En las redes sociales, dice Han, lo que se nos invita a comunicar es lo que sentimos, no
lo que pensamos. Y eso ocurre porque los sentimientos, lo afectivo, lo que nos afecta,
se rige bajo una instantaneidad perfectamente compatible con la instantaneidad de la
comunicación digital. De manera tal que si estamos desprovistos del tiempo necesario
para pensar (incluso a partir de un afecto), las redes sociales se ajustan a la circulación
instantánea de lo afectivo y se desentienden de lo reflexivo.

¿Pero por qué positivo? Porque los afectos siempre se equiparan entre sí en tanto
afectos, y por eso son afirmativos en sí mismos. Los afectos no enfrentan ni exigen
nada más que lo que son (y por eso, nos recuerda Han con criterio, ver el mundo no es
lo mismo que captar el mundo).

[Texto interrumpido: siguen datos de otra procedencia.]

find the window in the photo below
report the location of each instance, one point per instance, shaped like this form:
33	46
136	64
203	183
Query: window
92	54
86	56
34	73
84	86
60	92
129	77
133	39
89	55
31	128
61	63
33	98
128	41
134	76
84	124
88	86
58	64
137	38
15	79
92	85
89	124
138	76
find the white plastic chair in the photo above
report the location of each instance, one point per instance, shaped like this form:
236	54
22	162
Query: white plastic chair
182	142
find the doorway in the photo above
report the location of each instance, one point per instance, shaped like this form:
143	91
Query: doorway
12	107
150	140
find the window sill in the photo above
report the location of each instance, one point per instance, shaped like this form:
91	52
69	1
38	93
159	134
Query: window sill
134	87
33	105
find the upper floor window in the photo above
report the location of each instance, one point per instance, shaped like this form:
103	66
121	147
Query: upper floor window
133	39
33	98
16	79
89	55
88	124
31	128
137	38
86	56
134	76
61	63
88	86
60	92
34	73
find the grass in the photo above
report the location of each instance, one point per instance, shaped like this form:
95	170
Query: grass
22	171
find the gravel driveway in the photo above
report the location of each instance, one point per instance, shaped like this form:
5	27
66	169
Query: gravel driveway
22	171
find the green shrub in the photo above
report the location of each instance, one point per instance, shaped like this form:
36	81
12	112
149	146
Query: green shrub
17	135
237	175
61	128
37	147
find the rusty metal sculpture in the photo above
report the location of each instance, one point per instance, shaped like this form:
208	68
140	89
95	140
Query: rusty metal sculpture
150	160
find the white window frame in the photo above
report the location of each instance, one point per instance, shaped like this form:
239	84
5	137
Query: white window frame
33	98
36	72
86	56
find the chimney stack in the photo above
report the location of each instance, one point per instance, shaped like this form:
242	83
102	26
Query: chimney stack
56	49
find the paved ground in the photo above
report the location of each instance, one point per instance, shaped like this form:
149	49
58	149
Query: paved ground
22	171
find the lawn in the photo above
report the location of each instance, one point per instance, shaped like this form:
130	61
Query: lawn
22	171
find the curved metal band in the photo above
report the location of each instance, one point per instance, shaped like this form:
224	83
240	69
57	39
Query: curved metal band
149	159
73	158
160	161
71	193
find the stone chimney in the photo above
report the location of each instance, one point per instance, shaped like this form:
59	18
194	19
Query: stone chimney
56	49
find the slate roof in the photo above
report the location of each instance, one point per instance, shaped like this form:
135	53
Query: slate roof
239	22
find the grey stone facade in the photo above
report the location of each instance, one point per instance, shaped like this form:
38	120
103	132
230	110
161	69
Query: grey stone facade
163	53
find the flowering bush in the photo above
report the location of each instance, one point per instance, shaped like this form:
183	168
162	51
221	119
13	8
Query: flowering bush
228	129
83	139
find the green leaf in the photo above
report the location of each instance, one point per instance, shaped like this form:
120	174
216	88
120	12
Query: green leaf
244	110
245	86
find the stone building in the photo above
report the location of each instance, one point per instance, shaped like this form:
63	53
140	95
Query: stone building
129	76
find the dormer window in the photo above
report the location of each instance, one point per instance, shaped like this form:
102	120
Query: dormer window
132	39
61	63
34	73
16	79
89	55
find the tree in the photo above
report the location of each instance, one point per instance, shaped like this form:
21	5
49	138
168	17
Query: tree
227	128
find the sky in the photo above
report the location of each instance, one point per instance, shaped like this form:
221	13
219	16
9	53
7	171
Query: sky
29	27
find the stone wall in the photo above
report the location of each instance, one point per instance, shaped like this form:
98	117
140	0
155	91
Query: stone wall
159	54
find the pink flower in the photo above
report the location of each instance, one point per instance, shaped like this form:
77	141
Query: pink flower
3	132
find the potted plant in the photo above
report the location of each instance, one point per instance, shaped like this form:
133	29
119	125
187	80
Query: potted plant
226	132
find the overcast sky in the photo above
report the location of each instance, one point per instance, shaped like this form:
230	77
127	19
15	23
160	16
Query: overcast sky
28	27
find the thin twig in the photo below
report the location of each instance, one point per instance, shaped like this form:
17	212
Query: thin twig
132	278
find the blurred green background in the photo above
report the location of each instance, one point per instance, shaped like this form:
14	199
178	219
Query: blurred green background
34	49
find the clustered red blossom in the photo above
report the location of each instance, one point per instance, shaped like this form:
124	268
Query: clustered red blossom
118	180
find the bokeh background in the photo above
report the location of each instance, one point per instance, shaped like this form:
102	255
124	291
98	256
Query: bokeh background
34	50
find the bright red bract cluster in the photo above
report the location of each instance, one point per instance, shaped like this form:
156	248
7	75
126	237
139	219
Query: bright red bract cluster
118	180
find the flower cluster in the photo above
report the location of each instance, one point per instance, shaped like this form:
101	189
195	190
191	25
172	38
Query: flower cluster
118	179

Basta sentir algo y comunicarlo, basta experimentar
cualquier cosa ‒para lo cual, por otro lado, basta con estar vivo y tener wifi‒ para ser un
interlocutor válido y legítimo en las redes sociales. Por eso, señala Han, las redes son
un medio del afecto. Y por eso, dice también, la positividad carece de ruido. Si vamos a
regirnos bajo un sistema del afecto, entonces no hay ninguna jerarquía inequívoca que
distinga a emisores de receptores: todos los afectos se expresan al unísono y valen por
igual. Esta, dice Han, es la lógica democratizante del afecto.

¿Y si el poder fuera entonces capaz de intervenir en nuestra mente y condicionarla a


un nivel prerreflexivo? Al fin y al cabo, basta estudiar un poco lo que nos gusta, lo que
compartimos y lo que comentamos en Facebook hace apenas un rato para anticipar
con bastante éxito lo que nos va a gustar, lo que vamos a compartir y lo que vamos a
comentar un rato más adelante. En este punto, por supuesto, conviene pensar más allá
de Facebook y concentrarnos en internet en general, es decir, concentrarnos en la
noción de una plataforma digital a la que está conectada casi la mitad de la humanidad.

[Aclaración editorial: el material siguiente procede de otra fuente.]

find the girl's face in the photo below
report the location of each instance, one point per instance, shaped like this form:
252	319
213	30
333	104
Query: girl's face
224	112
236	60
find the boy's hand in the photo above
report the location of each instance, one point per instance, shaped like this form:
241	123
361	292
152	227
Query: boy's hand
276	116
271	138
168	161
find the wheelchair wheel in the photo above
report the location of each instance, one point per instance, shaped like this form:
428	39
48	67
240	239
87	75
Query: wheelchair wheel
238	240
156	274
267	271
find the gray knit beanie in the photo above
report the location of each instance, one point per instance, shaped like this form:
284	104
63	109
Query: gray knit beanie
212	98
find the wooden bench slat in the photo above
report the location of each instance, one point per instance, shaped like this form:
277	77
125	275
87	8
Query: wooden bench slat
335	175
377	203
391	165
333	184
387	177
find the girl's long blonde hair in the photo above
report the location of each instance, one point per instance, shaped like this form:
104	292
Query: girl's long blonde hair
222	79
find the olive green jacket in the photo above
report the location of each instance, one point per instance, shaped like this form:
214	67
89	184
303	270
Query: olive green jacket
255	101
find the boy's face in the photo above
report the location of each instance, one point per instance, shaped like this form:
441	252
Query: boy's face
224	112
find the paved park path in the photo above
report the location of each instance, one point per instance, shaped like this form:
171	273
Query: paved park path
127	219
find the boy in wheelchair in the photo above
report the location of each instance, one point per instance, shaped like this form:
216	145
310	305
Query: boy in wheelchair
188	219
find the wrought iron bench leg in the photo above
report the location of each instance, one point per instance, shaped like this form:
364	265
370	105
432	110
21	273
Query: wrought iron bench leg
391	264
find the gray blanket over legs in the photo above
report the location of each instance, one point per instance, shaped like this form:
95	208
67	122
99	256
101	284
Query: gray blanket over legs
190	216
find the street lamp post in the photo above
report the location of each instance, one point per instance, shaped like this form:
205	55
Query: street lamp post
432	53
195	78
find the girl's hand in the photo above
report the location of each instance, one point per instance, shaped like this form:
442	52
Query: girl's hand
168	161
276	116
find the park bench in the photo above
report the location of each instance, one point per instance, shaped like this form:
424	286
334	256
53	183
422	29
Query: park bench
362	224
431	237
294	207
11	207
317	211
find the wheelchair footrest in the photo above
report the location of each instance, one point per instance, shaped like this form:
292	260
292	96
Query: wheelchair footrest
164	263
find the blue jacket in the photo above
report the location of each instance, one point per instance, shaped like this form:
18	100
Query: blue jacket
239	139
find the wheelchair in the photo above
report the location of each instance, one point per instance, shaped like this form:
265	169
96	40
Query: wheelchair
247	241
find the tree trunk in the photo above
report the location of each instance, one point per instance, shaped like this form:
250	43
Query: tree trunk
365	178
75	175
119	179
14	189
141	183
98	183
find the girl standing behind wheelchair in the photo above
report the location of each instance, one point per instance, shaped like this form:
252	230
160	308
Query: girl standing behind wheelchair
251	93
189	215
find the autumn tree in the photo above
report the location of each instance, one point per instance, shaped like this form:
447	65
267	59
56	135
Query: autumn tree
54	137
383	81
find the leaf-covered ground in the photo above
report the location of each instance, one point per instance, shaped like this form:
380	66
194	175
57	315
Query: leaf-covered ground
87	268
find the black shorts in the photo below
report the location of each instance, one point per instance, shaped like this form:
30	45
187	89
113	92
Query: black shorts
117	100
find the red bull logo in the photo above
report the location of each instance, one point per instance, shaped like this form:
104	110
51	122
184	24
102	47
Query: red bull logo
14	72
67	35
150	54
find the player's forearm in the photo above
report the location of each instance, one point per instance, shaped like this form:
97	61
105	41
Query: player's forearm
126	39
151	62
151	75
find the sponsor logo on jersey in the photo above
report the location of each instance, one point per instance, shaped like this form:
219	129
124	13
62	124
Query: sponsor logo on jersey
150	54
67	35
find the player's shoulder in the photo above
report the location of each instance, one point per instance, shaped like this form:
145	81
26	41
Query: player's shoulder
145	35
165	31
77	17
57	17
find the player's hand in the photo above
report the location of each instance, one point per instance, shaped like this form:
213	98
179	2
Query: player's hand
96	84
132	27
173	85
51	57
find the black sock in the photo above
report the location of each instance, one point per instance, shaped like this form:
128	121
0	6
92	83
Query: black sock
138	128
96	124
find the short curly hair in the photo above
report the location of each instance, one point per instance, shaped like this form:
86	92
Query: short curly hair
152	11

¿Y por qué, entonces, sería descabellado considerar que las empresas multinacionales
y los partidos políticos invierten sus recursos para saber qué es lo próximo que
estaríamos dispuestos a comprar y lo próximo que estaríamos dispuestos a votar? La
pregunta no es si esto ocurre o si podría ocurrir. Esto ya ocurre. La verdadera pregunta
es hasta qué punto la psicopolítica digital restringe nuestra libertad de acción. De ahí
que Han señale que “la psicopolítica digital transforma la negatividad de la decisión libre
en la positividad de un estado de cosas”. De hecho, la persona misma, dice Han,
se positiviza en cosa. Una cosa que, atrapada por sus propios hábitos en la web, se
vuelve cuantificable, mensurable y controlable.

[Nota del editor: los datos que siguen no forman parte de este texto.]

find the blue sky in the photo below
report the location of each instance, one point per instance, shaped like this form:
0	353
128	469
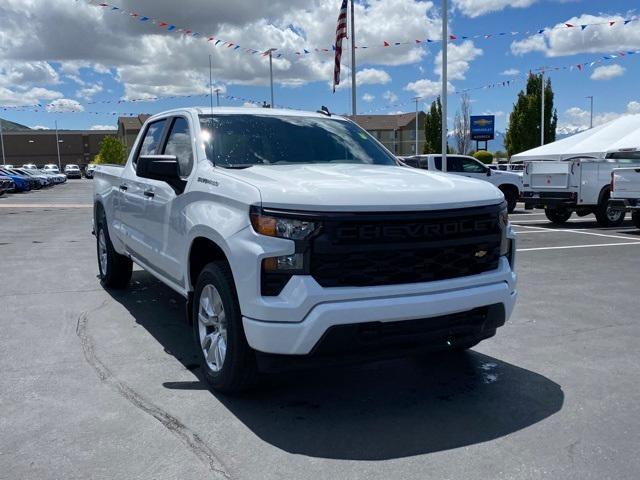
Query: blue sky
81	75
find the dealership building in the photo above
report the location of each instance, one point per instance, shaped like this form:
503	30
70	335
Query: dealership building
39	146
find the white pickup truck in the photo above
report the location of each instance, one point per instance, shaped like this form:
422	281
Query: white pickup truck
298	234
580	185
509	183
625	192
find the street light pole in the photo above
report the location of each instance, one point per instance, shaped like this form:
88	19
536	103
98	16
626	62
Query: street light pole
542	116
445	45
417	99
58	146
4	160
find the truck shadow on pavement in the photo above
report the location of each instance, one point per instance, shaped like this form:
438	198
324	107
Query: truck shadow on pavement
378	411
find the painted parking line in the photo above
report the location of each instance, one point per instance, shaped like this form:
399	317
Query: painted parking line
570	230
569	247
46	205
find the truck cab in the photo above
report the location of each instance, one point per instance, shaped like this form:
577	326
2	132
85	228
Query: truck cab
509	183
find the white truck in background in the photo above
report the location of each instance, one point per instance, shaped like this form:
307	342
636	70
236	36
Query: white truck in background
625	192
580	185
297	235
509	183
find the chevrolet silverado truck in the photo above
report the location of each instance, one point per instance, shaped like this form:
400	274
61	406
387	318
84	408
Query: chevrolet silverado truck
297	236
625	192
509	183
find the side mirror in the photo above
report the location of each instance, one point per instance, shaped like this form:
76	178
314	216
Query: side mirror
164	168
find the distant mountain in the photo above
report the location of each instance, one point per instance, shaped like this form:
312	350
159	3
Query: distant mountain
8	126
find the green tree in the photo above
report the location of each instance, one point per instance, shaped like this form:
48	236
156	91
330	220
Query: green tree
111	151
433	128
484	156
524	122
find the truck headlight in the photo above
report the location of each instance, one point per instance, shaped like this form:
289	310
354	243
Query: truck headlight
503	221
282	227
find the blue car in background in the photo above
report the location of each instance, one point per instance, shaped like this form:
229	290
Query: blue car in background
22	183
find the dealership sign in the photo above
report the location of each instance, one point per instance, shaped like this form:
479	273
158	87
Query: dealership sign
482	127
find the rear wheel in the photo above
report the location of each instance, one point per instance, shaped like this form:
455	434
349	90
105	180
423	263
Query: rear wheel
228	362
607	216
115	269
558	216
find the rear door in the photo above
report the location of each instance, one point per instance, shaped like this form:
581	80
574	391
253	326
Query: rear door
133	203
166	221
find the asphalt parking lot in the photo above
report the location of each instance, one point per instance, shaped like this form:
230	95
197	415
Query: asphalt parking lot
99	384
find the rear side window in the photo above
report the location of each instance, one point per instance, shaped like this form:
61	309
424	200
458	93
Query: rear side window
179	144
152	138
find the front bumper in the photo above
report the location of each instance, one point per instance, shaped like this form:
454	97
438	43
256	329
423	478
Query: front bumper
625	204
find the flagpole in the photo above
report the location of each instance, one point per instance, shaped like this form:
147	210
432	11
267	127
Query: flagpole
353	58
445	43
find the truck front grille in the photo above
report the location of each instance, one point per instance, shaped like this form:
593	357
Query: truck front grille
389	249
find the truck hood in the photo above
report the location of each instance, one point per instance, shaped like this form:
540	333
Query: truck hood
349	187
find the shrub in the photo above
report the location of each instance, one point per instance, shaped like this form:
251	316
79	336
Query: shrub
484	156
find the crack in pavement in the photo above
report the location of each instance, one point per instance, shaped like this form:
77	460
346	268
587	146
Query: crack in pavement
191	440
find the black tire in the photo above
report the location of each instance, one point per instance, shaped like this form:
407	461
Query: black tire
116	271
238	369
511	197
558	216
605	215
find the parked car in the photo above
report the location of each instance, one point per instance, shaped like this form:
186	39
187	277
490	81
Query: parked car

Sin embargo, tal vez es más relevante considerar que la forma en que este poder se
invisibiliza al invitarnos a “expresarnos”, a “contar qué nos pasa” y a responder “qué
estamos pensando” ‒toda esa factoría instantánea para una literatura del yo‒, sí nos
habla de un poder que elige estimular y seducir en lugar de clasificar y amenazar. ¿Y
quién va a protegernos, entonces, de lo que nos gusta?